In April, Public Employees for Environmental Protection filed a complaint on behalf of former NOAA Fisheries biologist Braxton Dew, charging the federal fisheries agency with paving the way for collapse of the Bristol Bay red king crab fishery by engaging in sampling bias and data falsification which inflated annual population estimates. PEER contends that this led to a multi-year regime of overfishing.

NOAA Fisheries had attributed the sudden loss of millions of crabs to “a drastic increase in natural mortality” and “massive die-offs,” claims for which no evidence has materialized, the PEER complaint said. PEER also contends that NOAA ignored massive indirect fishing mortality associated with record fishing harvests.
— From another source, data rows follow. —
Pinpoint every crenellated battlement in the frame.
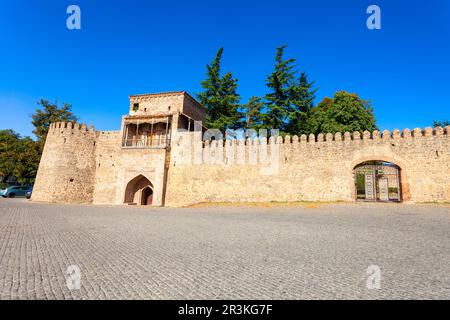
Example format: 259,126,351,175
183,126,450,147
33,92,450,206
49,122,95,134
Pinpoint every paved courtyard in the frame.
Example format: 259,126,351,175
0,199,450,299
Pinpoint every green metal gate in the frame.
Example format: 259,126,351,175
355,161,401,202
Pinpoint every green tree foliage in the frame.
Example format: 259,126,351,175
287,72,317,135
242,97,265,130
31,99,78,149
197,48,242,132
265,46,317,135
265,46,295,131
306,91,377,134
433,120,450,128
0,130,40,184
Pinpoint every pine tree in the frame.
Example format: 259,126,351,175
265,46,295,131
31,99,78,149
287,72,317,135
307,91,377,134
242,97,265,130
197,48,241,132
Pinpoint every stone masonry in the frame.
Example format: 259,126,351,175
33,92,450,207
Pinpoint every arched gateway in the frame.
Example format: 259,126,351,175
124,175,153,206
354,161,402,202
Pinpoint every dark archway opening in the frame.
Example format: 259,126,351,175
141,187,153,206
124,175,153,205
354,161,402,202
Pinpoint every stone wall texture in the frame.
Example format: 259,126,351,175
32,123,96,203
33,123,450,206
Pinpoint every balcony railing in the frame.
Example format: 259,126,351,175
122,136,170,149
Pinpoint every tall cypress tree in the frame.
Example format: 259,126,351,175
265,45,295,131
197,48,241,132
287,72,317,135
242,97,265,130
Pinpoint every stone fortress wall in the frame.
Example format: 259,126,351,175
166,127,450,206
33,123,96,203
32,91,450,206
33,123,450,207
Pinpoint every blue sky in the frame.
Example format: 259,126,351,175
0,0,450,135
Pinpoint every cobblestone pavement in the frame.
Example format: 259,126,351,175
0,199,450,299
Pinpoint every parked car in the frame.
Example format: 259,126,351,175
2,186,31,198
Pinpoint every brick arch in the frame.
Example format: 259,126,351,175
351,155,411,202
124,174,154,205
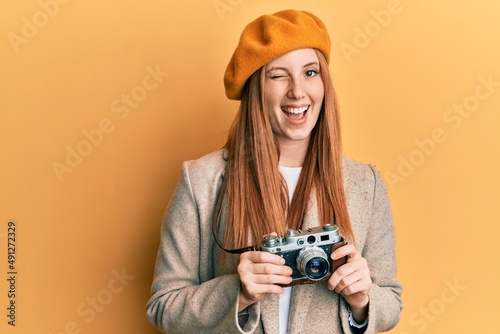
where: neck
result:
[279,139,309,167]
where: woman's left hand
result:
[328,244,372,323]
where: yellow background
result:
[0,0,500,334]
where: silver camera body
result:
[260,224,346,286]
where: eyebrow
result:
[266,61,319,73]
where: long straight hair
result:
[224,50,354,252]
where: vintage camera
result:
[260,224,346,286]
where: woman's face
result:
[264,49,325,149]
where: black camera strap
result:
[212,169,259,254]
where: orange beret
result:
[224,9,331,100]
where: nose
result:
[287,78,306,100]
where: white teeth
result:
[281,106,309,114]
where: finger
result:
[328,258,370,290]
[244,251,285,265]
[242,284,285,300]
[330,244,361,262]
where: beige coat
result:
[147,150,402,334]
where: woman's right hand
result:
[237,251,293,312]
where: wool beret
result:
[224,9,331,100]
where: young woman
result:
[147,10,402,334]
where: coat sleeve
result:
[341,166,403,334]
[147,162,260,334]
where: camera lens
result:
[297,247,330,281]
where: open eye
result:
[306,70,319,77]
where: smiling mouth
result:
[281,105,309,120]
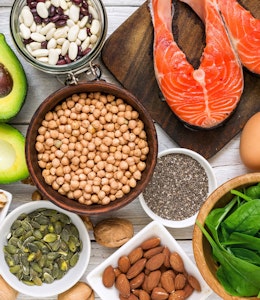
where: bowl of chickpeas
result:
[25,81,158,215]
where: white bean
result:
[19,23,31,40]
[81,36,90,51]
[90,34,98,45]
[32,49,49,57]
[88,5,99,19]
[68,25,79,42]
[30,42,41,50]
[69,4,80,22]
[51,0,60,7]
[40,22,55,35]
[48,49,59,65]
[79,16,88,28]
[67,19,75,27]
[47,38,57,49]
[68,42,78,60]
[31,31,46,43]
[61,40,70,56]
[46,28,56,41]
[30,21,37,32]
[78,28,87,41]
[36,2,49,19]
[53,27,67,40]
[21,6,33,27]
[36,56,49,63]
[56,38,67,45]
[90,19,100,34]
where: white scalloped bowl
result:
[139,148,217,228]
[0,200,91,299]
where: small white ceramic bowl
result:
[0,189,13,224]
[87,221,212,300]
[0,200,91,299]
[139,148,217,228]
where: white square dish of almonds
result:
[87,221,212,300]
[0,189,12,224]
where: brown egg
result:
[240,112,260,171]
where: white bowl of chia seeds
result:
[0,201,91,299]
[139,148,217,228]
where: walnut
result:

NOAA Fisheries classified such ancillary deaths caused by fishing as natural mortality and never admitted that overfishing was occurring or that today’s nearly depleted stock was ever overfished, the PEER complaint said.

“We have not gotten a formal response that they even received it,” said Jeff Ruch, Pacific director for PEER. “That’s the first time that has happened. And our headquarters is a block away from NOAA headquarters in Silver Spring, MD.”

PEER did receive acknowledgement from the post office that the complaint was delivered first by certified mail, and then by registered mail, he said.

“I don’t know what else we could have done except send smoke signals,” he said.